In early 2013 I finally had the means to reach out for professional help, securing appointments with a dietician and therapist. Unfortunately, eating disorder and mental health treatment still seem to be geared towards cisgender, heterosexual people. My dietician recommended that I read a book on recovery which encouraged me, the assumed cisgender heterosexual female reader, to think of my eating disorder as an abusive husband or boyfriend. I have had an extremely difficult time finding a therapist who truly understands and respects queer and trans identities and issues, even though I live in a city with a higher-than-average LGBTQ population. I am so thankful for the professional help I have received and strongly encourage people suffering from eating disorders to seek professional mental health treatment, but in my personal experience I have gained more body acceptance and tools for recovery from the queer and trans communities than I have from traditional eating disorder treatment. More research needs to be done to discover how queer and trans identities affect disordered eating behaviors so that comprehensive, inclusive treatment can be developed.

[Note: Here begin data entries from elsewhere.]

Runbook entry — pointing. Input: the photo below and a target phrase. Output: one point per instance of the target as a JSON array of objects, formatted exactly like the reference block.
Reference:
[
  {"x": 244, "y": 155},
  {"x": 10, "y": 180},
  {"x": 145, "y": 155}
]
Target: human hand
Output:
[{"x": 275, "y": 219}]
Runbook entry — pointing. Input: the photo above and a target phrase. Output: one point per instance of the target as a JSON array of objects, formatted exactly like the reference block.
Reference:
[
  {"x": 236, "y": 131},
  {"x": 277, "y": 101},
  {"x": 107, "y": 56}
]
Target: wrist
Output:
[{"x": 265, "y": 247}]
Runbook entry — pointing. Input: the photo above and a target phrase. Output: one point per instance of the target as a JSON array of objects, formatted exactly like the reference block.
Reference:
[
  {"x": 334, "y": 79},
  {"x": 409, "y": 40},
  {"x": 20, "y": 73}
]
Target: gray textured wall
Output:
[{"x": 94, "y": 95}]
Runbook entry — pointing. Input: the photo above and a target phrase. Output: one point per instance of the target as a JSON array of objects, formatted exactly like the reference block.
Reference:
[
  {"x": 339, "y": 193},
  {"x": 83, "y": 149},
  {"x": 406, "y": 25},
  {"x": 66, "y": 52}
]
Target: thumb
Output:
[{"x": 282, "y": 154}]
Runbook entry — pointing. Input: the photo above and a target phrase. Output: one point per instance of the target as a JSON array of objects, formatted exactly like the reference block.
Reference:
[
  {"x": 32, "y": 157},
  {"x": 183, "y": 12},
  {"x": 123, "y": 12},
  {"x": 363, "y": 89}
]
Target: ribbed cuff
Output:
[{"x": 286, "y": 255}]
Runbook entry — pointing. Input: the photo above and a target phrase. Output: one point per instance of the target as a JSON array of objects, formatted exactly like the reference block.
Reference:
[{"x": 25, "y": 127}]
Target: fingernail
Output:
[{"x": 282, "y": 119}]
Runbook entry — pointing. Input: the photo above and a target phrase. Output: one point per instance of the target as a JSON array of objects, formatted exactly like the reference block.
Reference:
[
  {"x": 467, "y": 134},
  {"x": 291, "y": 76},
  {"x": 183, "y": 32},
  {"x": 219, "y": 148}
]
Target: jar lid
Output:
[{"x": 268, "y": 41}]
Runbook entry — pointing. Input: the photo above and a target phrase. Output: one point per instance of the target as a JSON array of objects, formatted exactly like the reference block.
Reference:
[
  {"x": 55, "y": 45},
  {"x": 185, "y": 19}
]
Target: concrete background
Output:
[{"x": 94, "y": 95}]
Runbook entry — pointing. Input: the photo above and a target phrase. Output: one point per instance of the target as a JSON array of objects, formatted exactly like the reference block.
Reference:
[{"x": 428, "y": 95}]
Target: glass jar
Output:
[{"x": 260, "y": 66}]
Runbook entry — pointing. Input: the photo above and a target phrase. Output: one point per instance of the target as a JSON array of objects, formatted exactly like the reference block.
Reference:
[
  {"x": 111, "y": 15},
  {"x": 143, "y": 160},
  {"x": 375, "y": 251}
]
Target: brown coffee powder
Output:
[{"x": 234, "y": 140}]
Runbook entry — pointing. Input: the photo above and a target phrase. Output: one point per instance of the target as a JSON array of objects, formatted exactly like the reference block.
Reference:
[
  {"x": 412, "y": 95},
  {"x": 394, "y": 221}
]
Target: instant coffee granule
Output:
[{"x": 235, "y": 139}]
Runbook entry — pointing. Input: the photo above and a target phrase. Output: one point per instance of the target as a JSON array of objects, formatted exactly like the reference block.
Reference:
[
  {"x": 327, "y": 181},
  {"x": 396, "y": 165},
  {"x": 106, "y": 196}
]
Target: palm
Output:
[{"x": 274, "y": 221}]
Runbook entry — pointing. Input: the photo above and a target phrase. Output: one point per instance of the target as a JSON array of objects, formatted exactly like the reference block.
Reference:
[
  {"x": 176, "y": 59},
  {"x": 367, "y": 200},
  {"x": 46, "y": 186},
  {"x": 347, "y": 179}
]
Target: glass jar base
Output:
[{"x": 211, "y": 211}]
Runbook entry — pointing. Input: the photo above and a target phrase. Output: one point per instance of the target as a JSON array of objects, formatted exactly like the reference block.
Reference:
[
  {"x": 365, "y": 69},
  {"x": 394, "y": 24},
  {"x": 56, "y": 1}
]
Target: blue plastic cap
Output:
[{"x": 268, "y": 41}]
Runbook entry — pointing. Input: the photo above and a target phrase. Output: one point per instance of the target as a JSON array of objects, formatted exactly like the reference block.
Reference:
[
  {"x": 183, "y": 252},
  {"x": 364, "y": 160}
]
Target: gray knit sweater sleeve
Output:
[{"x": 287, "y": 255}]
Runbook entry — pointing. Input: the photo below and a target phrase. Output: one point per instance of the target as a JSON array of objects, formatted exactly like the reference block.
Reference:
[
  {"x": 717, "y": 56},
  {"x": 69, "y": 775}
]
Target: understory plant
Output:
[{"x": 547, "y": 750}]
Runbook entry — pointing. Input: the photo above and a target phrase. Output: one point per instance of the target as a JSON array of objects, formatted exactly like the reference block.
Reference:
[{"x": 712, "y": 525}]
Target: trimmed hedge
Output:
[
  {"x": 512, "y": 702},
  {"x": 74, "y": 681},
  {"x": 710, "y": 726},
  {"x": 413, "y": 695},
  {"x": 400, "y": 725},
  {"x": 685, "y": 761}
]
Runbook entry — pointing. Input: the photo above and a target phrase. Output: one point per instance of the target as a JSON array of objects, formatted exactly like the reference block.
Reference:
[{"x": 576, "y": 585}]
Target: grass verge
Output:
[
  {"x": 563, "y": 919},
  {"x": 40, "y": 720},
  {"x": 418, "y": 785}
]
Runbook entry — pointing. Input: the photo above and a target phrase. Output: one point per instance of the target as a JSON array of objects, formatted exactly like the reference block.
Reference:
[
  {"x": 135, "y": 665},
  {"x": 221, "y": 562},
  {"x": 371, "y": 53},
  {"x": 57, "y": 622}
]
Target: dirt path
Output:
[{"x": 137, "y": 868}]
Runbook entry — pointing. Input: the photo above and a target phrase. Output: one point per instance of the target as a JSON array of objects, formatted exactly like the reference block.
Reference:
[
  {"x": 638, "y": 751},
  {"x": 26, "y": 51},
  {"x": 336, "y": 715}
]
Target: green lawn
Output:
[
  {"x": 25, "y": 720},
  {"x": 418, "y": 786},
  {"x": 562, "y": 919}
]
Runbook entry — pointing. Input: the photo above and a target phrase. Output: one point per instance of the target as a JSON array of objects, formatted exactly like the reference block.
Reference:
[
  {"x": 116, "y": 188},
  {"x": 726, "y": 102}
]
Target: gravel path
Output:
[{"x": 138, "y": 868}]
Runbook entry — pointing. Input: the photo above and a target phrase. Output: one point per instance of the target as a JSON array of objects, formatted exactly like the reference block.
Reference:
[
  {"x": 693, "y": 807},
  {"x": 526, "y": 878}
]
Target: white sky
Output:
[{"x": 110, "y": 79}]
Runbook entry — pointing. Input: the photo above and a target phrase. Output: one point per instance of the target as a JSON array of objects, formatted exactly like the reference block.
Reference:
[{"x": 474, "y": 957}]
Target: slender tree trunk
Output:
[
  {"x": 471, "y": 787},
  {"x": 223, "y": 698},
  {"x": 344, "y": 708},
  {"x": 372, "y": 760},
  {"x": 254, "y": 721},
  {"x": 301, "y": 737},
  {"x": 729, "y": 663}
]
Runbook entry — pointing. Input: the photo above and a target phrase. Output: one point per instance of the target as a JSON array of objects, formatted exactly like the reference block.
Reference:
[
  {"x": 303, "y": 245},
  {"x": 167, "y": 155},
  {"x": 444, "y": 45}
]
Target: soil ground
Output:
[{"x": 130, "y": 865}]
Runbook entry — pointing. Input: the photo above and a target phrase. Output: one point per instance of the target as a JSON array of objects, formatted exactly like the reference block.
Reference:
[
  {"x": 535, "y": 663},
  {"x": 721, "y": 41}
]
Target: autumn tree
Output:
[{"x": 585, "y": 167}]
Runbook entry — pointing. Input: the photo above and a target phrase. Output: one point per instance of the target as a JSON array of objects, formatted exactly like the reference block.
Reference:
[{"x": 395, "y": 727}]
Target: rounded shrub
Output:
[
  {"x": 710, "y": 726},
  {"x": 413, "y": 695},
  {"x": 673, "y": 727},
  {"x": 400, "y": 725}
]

It has been far from easy, but I have accepted my sexuality and my gender identity, and I have more than a year of strong recovery from my eating disorder. I am proud of my accomplishments, but I cannot ignore the fact that every moment there is someone out there – someone like me – who is suffering, and that this is happening while queer and trans voices are left out of conversations about eating disorders. The voices of LGBTQ people need to be heard loud and clear in discourse about eating disorders. I want queer and trans people who are suffering or have suffered from eating disorders to know that they are not alone, their identities are valid, their struggles are legitimate, and they absolutely can get better. It is so very important that our voices are heard, our stories are told, and action is taken to include us in the discussion. Without proper attention to queer and transgender people with eating disorders, we will continue to suffer in silence. I say it’s time we raise our voices louder than ever.